Use Case: Agent responses, explanations, status updates, user communication

Observation Schemas

Observations represent information received by the agent from its environment.

Base Observation Implementation: schema/observation/observation.py

All observation types inherit from the base Observation class which provides a common field:

  • reward (float, optional): Per-step reward signal associated with this observation. Used for reinforcement learning training data.

TextObservation

File: schema/observation/text.py

Represents textual information received by the agent.

Fields:

  • class_ (str): Always "text_observation"
  • content (str): The textual content
  • name (str, optional): Name of the participant/source
  • source (Literal): Origin of the text - "user", "agent", or "environment"

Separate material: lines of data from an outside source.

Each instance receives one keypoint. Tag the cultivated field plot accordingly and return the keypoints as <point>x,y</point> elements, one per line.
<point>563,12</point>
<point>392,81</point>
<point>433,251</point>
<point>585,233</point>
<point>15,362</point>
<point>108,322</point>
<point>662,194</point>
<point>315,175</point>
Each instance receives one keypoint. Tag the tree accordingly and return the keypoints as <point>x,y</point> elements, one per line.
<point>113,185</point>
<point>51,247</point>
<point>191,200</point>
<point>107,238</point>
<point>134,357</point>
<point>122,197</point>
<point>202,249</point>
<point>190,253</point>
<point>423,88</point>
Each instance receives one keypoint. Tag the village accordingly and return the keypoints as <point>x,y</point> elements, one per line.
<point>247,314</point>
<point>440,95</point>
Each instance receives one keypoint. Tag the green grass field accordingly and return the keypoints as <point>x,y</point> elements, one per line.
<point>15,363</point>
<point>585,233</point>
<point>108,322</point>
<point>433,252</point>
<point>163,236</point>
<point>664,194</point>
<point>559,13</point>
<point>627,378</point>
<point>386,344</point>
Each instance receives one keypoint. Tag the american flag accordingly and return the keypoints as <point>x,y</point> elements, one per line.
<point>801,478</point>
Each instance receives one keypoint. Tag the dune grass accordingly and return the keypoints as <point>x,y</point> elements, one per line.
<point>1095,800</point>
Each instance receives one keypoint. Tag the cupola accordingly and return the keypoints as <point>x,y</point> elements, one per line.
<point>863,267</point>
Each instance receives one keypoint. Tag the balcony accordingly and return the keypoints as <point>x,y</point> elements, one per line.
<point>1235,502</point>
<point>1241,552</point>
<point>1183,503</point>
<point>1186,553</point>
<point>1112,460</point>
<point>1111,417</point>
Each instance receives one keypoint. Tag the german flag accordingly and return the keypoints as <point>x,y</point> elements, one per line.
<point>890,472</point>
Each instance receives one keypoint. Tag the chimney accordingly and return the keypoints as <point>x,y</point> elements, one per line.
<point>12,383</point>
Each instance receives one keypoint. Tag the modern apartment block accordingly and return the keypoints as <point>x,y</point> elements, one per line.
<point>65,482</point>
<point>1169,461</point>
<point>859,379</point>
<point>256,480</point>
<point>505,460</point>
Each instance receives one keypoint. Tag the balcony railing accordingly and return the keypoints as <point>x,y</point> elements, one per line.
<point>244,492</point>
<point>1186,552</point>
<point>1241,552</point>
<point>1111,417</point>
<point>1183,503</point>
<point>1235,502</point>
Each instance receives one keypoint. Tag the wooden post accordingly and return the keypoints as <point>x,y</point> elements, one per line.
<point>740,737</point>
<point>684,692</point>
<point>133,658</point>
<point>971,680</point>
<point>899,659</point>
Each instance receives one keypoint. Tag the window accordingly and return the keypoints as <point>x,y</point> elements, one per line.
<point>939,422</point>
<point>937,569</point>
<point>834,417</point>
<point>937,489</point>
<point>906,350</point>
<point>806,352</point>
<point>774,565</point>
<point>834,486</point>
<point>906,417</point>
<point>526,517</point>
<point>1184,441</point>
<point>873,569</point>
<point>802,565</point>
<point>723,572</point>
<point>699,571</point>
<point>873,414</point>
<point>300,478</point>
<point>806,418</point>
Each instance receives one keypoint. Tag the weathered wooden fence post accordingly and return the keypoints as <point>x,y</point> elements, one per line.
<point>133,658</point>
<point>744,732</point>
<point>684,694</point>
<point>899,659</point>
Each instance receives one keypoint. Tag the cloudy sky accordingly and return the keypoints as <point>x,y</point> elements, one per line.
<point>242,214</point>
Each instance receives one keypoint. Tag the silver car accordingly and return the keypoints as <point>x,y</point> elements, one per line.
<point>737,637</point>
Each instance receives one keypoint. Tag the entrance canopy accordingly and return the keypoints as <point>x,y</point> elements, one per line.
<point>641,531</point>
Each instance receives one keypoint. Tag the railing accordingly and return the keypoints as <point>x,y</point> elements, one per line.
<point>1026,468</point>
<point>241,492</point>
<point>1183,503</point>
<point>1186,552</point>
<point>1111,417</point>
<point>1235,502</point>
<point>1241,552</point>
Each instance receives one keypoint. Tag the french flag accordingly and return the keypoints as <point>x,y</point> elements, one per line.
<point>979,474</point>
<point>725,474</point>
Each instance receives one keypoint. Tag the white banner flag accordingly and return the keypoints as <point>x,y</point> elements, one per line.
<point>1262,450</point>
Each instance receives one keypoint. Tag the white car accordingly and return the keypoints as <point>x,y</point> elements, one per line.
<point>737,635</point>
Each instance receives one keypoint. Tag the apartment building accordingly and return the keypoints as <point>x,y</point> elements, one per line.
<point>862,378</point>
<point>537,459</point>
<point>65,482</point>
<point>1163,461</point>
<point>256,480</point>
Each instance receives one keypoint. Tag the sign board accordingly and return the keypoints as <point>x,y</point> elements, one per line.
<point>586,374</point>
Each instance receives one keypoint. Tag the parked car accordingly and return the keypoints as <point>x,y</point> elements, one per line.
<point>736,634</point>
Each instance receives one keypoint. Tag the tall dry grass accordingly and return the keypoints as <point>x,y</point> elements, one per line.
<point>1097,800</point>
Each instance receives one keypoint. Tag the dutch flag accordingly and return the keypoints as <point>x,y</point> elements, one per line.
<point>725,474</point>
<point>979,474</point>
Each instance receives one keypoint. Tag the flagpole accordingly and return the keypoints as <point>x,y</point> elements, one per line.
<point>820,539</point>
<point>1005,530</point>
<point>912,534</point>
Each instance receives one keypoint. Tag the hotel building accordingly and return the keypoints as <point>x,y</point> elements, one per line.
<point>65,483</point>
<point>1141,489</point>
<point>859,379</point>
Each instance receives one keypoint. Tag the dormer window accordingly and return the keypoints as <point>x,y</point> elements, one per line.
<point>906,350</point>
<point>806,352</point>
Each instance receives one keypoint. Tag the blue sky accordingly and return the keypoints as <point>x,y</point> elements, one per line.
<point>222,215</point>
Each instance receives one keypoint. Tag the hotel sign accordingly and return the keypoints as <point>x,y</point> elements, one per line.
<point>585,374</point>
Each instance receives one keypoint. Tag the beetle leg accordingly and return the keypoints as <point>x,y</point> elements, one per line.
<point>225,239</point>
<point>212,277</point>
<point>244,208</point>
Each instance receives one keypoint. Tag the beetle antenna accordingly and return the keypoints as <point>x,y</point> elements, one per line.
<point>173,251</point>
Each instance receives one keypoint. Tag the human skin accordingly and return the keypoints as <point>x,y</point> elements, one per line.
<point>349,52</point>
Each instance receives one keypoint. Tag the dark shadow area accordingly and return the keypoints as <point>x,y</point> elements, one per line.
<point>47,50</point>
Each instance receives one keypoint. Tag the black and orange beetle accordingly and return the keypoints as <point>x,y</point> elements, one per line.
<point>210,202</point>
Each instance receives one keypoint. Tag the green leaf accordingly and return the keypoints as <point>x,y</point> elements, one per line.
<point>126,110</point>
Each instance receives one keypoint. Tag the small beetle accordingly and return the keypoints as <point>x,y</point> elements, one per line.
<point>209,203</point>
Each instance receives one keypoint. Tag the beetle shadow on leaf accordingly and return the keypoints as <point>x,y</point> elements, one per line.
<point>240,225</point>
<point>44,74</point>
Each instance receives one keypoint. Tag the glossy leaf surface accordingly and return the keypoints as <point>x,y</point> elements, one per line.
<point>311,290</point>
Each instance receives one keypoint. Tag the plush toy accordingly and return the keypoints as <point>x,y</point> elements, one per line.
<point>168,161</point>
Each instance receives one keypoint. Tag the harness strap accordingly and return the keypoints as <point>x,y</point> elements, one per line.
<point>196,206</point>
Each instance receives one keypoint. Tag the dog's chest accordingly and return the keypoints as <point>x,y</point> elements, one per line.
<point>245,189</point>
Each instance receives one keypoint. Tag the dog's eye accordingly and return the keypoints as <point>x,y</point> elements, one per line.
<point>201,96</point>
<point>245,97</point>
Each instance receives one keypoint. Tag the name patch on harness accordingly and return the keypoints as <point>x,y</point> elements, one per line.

Use Case: User messages, system outputs, file contents, terminal responses, error messages

WebObservation

File: schema/observation/web.py

Represents web page state and structure.

Fields:

  • class_ (str): Always "web_observation"
  • html (str, optional): Raw HTML content
  • axtree (str, optional): Accessibility tree representation
  • url (str, optional): Web page URL
  • image_observation (ImageObservation, optional): Screenshot of the page
  • viewport_size (tuple, optional): Browser viewport dimensions

Use Case: Web automation, browser interactions, web scraping, UI testing

Example Standardized Format

{
  "id": "example_trajectory_001",
  "content": [
    {
      "class_": "MessageAction",
      "message": "Please help me solve this problem",
      "thoughts": "I need to understand what the user is asking for"
    },
    {
      "class_": "TextObservation",
      "text": "I'll help you solve this problem. What specific issue are you facing?",
      "source": "agent"
    }
  ],
  "details": {
    "dataset": "example_dataset",
    "task_type": "problem_solving"
  }
}

Schema Validation

The repository uses Pydantic validation to ensure data integrity and type safety. All schemas are built on Pydantic BaseModel, providing:

  • Automatic type checking: Fields are validated against their declared types
  • Custom validators: Using @field_validator decorators to enforce specific constraints
  • Required field validation: Ensures all mandatory fields are present
  • Class field validation: Each schema validates its class_ field matches the expected value
  • Runtime validation: Data is validated when objects are created or modified

Key validation features:

  • Required class_ fields match expected values (e.g., "api_action", "text_observation")
  • Type constraints are enforced (e.g., Literal types for source and language fields)
  • Data integrity is maintained across conversions
  • Validation errors provide clear feedback for debugging

Data Flow

  1. Raw Data: Original format from various sources
  2. Standardized Format: Converted using these schemas
  3. SFT Format: Further processed for supervised fine-tuning

The schemas serve as the bridge between diverse raw data formats and the standardized representation needed for effective agent training.